Mitch McConnell and the Real House of Cards
The Netflix series “House of Cards” (2013 – 2018) portrays a cynical Washington political couple, the Underwoods, who will stop at nothing in their pursuit of power.
While I’m sure there are many real life candidates for House of Cards- like characters in D.C. (and elsewhere), Mitch McConnell, the Senate Majority Leader, certainly appears to be the prime candidate. McConnell is about power and power alone, for himself and his party. His wife Elaine Chao is Secretary of Labor.
With the now likely confirmation of Judge Kavanaugh to the Supreme Court, McConnell has achieved one of his major goals, a conservative majority on the Court for many years to come.
Meanwhile, an article in the New York Review of Books by the eminent historian of the Holocaust, Christopher Browning, considers the parallels between the last years of the Weimar Republic, before the Nazi takeover, and our own country at the present moment. Browning calls out McConnell as a key figure.
While many have made comparisons between the Nazi era and our own time, Browning as Zach Beauchamp writes in Vox, cannot be considered a lightweight or blowhard. He is a widely respected scholar, who 1992 book Ordinary Men showed how ordinary Germans became mass murderers.
McConnell figures prominently in Browning’s analysis. in his New York Review of Books article. He sees McConnell as parallel to Paul von Hindenburg, the German President. Given powers to protect German democracy, Hindenburg was instead democracy’s gravedigger.
Browning views McConnell as the figure most likely to be judged by future historians as “the gravedigger” of American democracy.
“If the US has someone whom historians will look back on as the gravedigger of American democracy, it is Mitch McConnell. He stoked the hyperpolarization of American politics to make the Obama presidency as dysfunctional and paralyzed as he possibly could.
“As with parliamentary gridlock in Weimar, congressional gridlock in the US has diminished respect for democratic norms, allowing McConnell to trample them even more. Nowhere is this vicious circle clearer than in the obliteration of traditional precedents concerning judicial appointments.
“Systematic obstruction of nominations in Obama’s first term provoked Democrats to scrap the filibuster for all but Supreme Court nominations. Then McConnell’s unprecedented blocking of the Merrick Garland nomination required him in turn to scrap the filibuster for Supreme Court nominations in order to complete the “steal” of Antonin Scalia’s seat and confirm Neil Gorsuch. The extreme politicization of the judicial nomination process is once again on display in the current Kavanaugh hearings. …
“Whatever secret reservations McConnell and other traditional Republican leaders have about Trump’s character, governing style, and possible criminality, they openly rejoice in the payoff they have received from their alliance with him and his base: huge tax cuts for the wealthy, financial and environmental deregulation, the nominations of two conservative Supreme Court justices (so far) and a host of other conservative judicial appointments, and a significant reduction in government-sponsored health care (though not yet the total abolition of Obamacare they hope for).
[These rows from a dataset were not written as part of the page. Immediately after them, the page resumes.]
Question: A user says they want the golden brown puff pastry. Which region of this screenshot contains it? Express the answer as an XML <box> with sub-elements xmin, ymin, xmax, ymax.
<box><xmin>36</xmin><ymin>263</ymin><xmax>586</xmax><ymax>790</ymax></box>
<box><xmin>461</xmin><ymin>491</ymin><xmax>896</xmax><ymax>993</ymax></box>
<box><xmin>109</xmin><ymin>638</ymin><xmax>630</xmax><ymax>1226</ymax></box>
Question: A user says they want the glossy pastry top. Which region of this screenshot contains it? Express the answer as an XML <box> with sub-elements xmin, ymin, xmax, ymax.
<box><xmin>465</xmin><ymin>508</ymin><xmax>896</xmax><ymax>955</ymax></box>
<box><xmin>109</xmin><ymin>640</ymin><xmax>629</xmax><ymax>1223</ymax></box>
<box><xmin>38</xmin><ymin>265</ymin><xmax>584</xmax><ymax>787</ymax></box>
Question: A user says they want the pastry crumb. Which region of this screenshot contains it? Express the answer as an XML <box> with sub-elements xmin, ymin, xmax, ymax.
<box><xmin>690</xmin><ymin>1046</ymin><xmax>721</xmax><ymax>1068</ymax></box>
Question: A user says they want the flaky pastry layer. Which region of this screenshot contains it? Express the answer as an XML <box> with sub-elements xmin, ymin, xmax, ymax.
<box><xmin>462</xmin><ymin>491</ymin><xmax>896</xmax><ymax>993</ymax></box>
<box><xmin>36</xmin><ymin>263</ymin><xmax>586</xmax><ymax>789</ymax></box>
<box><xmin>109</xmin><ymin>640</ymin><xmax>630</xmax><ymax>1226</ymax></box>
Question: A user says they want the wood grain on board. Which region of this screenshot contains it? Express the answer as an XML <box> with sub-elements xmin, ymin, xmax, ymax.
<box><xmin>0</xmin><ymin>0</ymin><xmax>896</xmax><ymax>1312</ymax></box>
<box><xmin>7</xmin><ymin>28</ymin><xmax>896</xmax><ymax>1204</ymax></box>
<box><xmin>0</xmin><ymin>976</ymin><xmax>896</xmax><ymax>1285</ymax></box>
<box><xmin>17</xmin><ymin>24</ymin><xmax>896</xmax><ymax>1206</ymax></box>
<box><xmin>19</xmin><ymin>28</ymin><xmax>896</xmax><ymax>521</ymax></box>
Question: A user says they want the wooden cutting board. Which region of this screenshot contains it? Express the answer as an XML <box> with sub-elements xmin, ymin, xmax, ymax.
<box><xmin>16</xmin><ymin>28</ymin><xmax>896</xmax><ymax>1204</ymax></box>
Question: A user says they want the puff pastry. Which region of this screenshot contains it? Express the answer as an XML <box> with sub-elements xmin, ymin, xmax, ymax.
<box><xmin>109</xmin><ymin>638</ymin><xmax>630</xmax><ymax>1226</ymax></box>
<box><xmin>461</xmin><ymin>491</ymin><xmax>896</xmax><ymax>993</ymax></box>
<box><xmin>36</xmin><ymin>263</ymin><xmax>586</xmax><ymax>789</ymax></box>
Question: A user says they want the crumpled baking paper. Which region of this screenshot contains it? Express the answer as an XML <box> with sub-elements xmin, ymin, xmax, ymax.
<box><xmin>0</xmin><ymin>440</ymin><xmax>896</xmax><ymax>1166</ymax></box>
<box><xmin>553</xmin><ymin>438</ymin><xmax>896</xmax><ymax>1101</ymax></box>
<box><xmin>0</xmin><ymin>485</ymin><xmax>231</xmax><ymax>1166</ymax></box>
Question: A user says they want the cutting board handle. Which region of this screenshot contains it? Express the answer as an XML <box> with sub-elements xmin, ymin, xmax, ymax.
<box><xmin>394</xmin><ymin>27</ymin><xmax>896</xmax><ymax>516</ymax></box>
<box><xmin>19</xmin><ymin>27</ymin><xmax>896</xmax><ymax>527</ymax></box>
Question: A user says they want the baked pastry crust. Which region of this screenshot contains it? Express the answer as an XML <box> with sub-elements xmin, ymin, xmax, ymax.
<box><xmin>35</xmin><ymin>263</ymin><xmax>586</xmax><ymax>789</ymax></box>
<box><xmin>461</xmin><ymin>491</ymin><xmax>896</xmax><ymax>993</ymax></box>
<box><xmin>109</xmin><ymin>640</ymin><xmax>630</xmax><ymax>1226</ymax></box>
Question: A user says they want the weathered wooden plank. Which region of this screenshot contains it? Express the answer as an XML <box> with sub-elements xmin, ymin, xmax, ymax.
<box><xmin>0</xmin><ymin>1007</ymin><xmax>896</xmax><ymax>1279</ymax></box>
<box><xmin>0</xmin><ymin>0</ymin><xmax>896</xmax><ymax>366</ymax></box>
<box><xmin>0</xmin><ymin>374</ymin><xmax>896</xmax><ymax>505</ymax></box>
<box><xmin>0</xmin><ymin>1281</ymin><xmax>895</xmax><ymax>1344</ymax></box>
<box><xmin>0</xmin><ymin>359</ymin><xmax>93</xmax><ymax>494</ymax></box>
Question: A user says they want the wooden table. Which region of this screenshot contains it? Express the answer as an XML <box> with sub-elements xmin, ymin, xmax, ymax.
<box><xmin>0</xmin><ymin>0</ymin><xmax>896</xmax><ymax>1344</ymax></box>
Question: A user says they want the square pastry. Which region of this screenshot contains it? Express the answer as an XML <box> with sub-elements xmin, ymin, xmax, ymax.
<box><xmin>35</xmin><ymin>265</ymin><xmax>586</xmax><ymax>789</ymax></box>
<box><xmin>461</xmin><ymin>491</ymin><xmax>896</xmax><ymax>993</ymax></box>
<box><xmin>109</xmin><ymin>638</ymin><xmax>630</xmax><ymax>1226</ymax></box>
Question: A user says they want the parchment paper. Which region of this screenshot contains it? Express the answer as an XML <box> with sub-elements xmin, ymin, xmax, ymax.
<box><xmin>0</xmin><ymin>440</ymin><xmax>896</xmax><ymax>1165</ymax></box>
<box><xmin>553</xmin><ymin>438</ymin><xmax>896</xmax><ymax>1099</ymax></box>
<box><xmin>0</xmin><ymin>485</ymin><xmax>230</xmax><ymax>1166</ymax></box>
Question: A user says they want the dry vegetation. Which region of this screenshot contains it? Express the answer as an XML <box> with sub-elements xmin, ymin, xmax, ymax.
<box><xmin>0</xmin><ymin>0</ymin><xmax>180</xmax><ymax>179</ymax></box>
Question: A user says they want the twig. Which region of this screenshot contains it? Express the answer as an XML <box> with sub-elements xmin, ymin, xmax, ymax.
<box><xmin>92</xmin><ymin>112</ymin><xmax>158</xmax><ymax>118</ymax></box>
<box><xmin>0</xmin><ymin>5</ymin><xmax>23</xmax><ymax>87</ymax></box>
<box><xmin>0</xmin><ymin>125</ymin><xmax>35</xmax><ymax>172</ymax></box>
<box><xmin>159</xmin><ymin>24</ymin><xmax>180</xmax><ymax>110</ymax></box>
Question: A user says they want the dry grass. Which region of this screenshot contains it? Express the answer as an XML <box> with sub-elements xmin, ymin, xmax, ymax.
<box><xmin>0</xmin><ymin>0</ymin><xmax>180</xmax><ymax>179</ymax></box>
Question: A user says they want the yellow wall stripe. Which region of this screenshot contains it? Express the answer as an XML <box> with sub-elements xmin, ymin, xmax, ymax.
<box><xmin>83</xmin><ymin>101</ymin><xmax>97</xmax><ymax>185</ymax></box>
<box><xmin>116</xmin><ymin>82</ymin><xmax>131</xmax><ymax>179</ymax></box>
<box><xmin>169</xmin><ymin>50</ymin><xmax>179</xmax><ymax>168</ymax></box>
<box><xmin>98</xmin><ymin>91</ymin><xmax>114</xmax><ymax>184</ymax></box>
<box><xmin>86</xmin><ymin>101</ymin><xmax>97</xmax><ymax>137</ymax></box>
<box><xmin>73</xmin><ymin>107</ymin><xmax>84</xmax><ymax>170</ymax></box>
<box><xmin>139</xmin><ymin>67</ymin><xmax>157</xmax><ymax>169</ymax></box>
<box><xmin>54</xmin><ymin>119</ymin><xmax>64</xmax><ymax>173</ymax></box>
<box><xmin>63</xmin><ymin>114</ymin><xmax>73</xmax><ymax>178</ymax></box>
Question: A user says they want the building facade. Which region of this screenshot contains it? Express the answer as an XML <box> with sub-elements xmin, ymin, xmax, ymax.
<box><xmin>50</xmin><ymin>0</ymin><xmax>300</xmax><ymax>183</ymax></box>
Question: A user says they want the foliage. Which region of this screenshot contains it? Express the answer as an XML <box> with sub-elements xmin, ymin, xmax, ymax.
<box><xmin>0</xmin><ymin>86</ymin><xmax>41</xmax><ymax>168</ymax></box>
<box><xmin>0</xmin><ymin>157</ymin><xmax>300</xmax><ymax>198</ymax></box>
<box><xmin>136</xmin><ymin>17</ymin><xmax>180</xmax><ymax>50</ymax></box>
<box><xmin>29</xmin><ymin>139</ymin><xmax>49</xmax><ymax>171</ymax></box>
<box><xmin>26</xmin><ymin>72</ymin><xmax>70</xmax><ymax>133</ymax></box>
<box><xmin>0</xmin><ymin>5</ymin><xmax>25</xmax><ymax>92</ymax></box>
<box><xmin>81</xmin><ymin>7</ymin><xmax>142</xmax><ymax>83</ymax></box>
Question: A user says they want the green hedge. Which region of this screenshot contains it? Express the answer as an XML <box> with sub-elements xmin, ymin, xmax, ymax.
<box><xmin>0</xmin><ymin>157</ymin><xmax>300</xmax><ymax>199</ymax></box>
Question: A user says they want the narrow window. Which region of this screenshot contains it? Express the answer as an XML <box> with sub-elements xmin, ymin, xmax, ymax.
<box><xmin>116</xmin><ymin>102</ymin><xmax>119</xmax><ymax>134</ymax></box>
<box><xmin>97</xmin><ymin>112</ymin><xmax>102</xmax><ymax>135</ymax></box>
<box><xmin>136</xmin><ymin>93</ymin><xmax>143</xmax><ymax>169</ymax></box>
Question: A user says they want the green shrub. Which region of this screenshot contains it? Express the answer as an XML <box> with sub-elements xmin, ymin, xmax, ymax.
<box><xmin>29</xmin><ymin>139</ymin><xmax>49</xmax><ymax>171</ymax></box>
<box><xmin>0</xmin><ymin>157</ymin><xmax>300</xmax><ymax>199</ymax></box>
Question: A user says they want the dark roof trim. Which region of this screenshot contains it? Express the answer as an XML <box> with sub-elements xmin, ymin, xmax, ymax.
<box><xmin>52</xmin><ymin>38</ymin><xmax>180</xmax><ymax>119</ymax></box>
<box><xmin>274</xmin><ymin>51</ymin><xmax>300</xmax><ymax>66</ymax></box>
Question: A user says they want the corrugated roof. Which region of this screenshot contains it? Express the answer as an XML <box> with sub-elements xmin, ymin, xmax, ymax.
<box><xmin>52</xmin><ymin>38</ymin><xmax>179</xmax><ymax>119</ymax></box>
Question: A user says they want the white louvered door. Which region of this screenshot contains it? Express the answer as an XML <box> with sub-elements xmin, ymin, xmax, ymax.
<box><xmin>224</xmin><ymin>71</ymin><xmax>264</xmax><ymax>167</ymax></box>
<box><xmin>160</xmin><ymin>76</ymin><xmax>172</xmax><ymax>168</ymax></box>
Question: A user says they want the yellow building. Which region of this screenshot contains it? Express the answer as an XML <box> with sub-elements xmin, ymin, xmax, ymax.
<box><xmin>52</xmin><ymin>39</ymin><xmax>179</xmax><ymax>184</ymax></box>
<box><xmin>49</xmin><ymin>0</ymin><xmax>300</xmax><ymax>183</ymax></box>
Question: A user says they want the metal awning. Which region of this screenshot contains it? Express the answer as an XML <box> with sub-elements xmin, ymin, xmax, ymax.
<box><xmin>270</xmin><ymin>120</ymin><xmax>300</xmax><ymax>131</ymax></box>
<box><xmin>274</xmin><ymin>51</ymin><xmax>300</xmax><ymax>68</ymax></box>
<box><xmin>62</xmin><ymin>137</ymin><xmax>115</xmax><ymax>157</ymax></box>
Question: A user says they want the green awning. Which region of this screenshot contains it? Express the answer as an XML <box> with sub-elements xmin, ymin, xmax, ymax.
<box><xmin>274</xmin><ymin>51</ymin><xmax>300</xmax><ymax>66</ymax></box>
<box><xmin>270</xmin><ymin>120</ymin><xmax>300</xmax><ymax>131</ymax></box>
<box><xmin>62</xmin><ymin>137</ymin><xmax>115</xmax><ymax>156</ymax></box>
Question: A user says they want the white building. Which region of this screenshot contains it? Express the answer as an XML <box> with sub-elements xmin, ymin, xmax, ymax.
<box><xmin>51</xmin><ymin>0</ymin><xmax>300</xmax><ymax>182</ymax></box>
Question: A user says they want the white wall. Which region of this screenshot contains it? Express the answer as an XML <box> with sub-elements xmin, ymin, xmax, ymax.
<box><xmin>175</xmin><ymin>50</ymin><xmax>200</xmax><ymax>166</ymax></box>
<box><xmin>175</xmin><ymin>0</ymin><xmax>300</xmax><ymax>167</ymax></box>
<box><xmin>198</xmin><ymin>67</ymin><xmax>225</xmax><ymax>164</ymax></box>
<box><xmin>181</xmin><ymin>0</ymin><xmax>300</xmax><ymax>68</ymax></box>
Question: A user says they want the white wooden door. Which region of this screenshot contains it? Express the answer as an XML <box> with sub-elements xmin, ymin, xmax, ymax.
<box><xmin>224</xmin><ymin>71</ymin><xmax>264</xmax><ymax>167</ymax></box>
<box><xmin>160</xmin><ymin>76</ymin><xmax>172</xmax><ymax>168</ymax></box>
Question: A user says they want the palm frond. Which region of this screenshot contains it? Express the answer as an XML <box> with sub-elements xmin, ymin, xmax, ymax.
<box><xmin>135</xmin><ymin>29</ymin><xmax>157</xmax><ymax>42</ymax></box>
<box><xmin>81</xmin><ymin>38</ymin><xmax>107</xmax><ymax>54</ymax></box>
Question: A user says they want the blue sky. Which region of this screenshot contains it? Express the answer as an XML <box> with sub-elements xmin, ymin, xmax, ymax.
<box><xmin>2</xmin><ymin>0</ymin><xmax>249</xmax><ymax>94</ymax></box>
“Like Hitler’s conservative allies, McConnell and the Republicans have prided themselves on the early returns on their investment in Trump.”
Browning sees McConnell as, like Hindenburg, a self-interested enabler of anti-democratic forces.
What I’ve noticed about McConnell is that everything he has protested about Obama and deplored about the Democrats, he has done the same first and more ruthlessly.
There has been a lot of lamentation of late (including from me) about political polarization and tribalism. While Trump is a demagogue who profits from our polarization and who fans the flames of tribal hatreds, as he did in his remarks about Christine Blasey Ford in Mississippi this week, McConnell has been the kind of largely behind-the-scenes manipulator who has shaped the situation which made Trump possible.
In common parlance a “house of cards” is any structure or system that is so weakened it is likely to fail or fall. More than any other Mitch McConnell is the architect of this house of cards.